その手を横に伸ばせば、瞳を閉じていたヴァルが示し合わせたように、手のひらを合わせた。
「なにをしようと――」
「《マテライズ》!」
ヴァルが告げる。
青い帯がヴァルの手からリザリスに伝い、全身に幾何学の文字を連ねて行く。
「心配するなメイリー、わたしとヴァルがいるんだぞ?」
ヴァルの産み出す光を、ヴァルの力を纏ったリザリスの一抹の憂いすら感じさせない自信に満ちた言葉。

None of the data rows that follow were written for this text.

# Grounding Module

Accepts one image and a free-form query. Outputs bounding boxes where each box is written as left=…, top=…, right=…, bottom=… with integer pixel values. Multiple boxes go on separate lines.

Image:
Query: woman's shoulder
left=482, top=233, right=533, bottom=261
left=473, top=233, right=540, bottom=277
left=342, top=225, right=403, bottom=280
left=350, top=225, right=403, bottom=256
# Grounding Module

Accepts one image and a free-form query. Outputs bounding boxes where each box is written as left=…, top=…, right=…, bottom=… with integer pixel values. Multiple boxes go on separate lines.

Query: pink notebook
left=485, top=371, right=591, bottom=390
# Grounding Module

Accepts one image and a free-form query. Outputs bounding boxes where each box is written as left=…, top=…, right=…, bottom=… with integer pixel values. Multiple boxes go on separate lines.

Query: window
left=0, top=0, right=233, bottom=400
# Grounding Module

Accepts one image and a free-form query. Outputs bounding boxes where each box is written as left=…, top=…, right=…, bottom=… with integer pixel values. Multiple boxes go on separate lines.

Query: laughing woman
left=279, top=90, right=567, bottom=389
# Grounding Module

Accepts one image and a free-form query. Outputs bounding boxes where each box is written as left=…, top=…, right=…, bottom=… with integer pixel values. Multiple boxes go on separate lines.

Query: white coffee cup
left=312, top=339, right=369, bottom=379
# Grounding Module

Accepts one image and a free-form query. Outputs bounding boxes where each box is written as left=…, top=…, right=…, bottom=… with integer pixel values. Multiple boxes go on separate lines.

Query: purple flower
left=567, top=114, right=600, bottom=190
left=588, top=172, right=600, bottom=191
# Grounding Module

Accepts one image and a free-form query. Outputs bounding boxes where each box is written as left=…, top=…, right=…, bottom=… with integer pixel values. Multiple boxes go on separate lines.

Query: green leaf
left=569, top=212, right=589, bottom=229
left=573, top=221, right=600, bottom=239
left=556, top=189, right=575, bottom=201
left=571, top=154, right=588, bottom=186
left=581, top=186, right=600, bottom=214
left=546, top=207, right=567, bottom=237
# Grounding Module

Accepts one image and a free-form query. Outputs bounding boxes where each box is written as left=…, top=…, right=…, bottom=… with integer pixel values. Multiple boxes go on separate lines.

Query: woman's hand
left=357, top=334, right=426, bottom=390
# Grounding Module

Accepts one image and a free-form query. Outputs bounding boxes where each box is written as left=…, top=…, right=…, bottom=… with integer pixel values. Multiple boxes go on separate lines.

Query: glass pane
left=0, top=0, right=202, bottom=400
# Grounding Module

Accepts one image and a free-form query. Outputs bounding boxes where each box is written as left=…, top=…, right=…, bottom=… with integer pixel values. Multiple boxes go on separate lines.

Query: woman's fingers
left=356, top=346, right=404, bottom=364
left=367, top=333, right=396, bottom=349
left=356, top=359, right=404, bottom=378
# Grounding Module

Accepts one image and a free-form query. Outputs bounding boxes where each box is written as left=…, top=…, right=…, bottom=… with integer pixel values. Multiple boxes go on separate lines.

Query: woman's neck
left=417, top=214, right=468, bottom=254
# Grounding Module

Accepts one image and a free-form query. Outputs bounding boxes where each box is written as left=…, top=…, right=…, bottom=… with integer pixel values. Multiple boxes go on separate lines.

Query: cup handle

「『レディ……、バイタリティ、確認……スターティングコンバート』」
無機質な声で《ウェポンズ》の少年が呟いた。
幾何学の文字が紡ぎ、綴り、蒼で充たしていく。
雰囲気が様変わりしたヴァルに、メイリーは戸惑った。
戸惑い、そのあまりにも感情の載らない、人らしからぬ声音に、一つを思い出す。
「ヴァル……、《ウェポンズ》。ーーまさか!」
一つの可能性。
《ウェポンズ》、その中でも《アーセナル》は異空間より、武装を喚び出す能力を持つ。
そして《アーセナル》のなかには、『当たり』がいる。
「ヴァルは、『持って』いますの?」
必敗の戦すらひっくり返す力。
奇跡すら体現して見せる強力無比な兵器。
「『進捗、オールクリア――』」
合わせた手のひらの合間から、リザリスの身の丈を越える幾何学の陣が展開。
「信じて見ていればそれでいい。そしたら分かるさ、ヴァルが居てくれるのなら、わたしは絶対に負けない」
氷の華のようだった。
ぞくぞくするほどの凄絶な美貌で、リザリス「絶対に」と繰り返
すと、青い陣の向こうへ金眼を向けた。
それに、ヴァルは紅い眼で見つめて返し、頷く。
「『コンバート――スカーレットドラグナー』ッ!」
宣言とともに、幾何学の陣は回転し、リザリスを包みこむ。
《アーセナル》のなかには、『当たり』がいる。
ただの武器ではなく、『《アーツ》を秘めた』個体が存在する。
「負けるわけがないさ」
青い光の中から漆黒に赤いラインの走るフルアーマーを纏い現れたリザリスは、右腕を丸ごと包むほど大きく無骨な突撃槍を、越えるべき『巨神(敵)』へと向けたのだ。
「なにが相手でもなッ!」
《アーツ》を纏った『ヴァルキュリア』は、宣戦を布告したのである。